Freddato sotto casa a Camaiore con 15 colpi di pistola: a 10 anni dal delitto il ricordo della famiglia

La figlia Stella, neo mamma: “Ci manchi, saresti stato un nonno meraviglioso”
Domani (8 febbraio) ricorrono 10 anni dal terribile delitto avvenuto a Camaiore, vittima Stefano Romanini. E le figlie, Stella e Serena, cosi come la vedova Giuliana, non dimenticano.

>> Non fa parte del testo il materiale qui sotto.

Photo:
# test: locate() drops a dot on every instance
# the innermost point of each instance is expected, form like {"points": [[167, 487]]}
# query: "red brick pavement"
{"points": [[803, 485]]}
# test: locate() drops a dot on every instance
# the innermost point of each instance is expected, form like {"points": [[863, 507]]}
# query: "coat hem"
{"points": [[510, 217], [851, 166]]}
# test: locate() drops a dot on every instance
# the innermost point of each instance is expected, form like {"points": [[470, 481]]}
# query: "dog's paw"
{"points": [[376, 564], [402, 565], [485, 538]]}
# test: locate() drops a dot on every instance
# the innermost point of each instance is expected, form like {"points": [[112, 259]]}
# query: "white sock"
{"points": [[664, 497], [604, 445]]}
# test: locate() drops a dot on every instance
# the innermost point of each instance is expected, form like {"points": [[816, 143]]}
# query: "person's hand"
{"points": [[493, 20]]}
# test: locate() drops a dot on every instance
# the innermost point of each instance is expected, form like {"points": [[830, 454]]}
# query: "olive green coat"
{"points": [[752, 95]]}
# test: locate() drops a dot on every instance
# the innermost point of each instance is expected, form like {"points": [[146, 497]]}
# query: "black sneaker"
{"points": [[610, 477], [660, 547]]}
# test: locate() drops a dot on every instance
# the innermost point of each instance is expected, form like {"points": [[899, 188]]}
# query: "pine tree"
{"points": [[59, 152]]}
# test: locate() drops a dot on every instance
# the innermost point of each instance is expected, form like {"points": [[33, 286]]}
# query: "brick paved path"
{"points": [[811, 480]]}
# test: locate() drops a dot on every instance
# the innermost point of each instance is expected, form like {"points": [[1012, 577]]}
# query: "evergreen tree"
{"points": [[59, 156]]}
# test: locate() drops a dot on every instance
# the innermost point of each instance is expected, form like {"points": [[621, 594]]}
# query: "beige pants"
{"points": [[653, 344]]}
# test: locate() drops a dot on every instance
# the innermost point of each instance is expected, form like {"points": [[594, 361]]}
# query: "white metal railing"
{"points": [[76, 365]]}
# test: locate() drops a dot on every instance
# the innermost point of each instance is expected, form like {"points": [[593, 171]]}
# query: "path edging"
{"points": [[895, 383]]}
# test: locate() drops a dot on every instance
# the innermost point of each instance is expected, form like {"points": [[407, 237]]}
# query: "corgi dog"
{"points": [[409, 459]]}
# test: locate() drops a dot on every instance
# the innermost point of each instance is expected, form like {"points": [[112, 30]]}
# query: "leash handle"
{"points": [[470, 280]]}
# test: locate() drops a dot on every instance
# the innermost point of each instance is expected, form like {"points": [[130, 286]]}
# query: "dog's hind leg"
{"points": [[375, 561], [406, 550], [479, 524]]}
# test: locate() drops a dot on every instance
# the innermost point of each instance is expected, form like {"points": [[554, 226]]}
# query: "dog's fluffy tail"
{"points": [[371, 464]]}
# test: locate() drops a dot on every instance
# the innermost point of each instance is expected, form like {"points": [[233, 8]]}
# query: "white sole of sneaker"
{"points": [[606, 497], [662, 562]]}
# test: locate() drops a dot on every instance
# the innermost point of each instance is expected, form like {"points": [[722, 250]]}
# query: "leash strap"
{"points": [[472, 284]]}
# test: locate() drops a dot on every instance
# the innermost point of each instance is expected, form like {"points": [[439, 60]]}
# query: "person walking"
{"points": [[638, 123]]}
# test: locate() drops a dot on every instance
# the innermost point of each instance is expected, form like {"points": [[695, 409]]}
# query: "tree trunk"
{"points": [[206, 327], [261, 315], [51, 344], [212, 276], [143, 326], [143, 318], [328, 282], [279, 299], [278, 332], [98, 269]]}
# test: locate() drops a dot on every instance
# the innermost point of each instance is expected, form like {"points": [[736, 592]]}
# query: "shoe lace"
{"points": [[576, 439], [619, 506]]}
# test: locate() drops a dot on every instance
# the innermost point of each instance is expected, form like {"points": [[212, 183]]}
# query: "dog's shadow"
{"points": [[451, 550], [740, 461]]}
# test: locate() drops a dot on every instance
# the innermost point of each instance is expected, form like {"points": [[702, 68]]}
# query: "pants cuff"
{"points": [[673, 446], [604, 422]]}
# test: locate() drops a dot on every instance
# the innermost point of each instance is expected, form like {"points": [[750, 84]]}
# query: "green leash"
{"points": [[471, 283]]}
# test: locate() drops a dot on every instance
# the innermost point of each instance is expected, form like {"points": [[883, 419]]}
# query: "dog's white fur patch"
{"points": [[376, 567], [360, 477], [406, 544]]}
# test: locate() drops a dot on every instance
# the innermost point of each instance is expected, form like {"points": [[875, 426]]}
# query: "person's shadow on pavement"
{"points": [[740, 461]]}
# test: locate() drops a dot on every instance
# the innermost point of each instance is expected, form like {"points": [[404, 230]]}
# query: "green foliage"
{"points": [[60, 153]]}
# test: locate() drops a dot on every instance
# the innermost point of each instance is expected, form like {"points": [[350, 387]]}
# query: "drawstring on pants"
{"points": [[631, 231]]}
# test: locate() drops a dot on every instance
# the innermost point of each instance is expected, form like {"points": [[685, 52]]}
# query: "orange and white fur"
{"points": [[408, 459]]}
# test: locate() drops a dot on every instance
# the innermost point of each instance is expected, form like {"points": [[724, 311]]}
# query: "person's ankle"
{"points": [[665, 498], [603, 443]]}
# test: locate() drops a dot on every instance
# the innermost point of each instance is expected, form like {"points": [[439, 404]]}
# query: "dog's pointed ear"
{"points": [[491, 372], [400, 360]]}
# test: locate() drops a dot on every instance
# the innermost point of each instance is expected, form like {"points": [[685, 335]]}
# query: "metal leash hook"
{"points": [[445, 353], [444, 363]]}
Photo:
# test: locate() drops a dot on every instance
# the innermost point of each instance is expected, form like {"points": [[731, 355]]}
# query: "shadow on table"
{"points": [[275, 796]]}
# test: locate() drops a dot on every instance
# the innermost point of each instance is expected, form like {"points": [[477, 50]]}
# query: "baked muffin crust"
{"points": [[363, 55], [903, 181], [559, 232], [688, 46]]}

“Ogni anno la stessa storia: 8 febbraio – si legge nel post su Facebook della famiglia -. E tutto riporta i ricordi brutti e strazianti della mattina del tuo omicidio”. “Questa volta – spiega Stella, da pochi mesi diventata mamma della sua bellissima Gioia – è un colpo in più, perché saresti stato un nonno premuroso e giocherellone. Ti amiamo tanto e manchi terribilmente, io so che in qualche modo sei lo stesso con noi”.
Fu un agguato in piena regola, una vera e propria esecuzione. L’omicida, incappucciato e armato, lo aveva aspettato sotto casa e quando l’imprenditore era uscito per dirigersi alla sua auto, una Golf grigia parcheggiata di fronte, iniziò a sparare: per Stefano Romanini, all’epoca 46 anni, non ci fu niente da fare. Colpito dai numerosi proiettili esplosi a distanza ravvicinata dal suo assassino, l’uomo si era accasciato in terra in una pozza di sangue ed era morto poco dopo il suo arrivo all’ospedale Versilia .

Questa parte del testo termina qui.